Archive for May, 2012

A course in statistical programming

25 May 2012

Graduate students in statistics often take (or at least have the opportunity to take) a statistical computing course, but often such courses are focused on methods (like numerical linear algebra, the EM algorithm, and MCMC) and not on actual coding.

For example, here’s a course in “advanced statistical computing” that I taught at Johns Hopkins back in 2001.

Many (perhaps most) good programmers learned to code outside of formal courses. But many statisticians are terrible programmers and would benefit by a formal course.
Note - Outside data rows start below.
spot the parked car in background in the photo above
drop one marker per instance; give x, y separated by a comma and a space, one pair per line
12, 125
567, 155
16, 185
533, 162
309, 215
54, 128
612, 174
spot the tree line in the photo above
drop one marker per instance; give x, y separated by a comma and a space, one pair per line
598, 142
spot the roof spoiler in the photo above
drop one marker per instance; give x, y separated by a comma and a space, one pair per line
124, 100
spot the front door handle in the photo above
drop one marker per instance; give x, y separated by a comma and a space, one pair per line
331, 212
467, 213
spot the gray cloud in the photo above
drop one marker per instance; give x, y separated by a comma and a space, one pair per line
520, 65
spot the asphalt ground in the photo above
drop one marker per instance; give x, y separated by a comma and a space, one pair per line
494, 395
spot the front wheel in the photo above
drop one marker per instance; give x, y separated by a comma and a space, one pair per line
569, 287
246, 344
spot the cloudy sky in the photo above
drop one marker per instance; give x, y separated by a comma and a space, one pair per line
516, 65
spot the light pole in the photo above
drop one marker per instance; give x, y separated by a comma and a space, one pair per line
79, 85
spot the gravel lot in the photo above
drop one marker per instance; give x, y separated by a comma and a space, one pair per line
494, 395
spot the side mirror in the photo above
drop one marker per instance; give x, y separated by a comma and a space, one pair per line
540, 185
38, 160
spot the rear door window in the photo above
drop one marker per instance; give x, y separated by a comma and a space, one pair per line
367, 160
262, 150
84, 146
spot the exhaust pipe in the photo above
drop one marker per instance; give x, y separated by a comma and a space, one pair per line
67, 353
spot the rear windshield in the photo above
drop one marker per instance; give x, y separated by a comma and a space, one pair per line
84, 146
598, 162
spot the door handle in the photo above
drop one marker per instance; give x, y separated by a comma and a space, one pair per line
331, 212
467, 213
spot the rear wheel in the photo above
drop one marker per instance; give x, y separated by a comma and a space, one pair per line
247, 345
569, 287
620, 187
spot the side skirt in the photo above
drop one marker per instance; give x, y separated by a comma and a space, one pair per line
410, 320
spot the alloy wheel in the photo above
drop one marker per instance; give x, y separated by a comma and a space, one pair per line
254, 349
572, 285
Moreover, applied statisticians spend the vast majority of their time interacting with a computer and would likely benefit from more formal presentations of how to do it well. And I think this sort of training is particularly important for ensuring that research is reproducible.

One really learns to code in private, struggling over problems, but I benefited enormously from a statistical computing course I took from Phil Spector at Berkeley.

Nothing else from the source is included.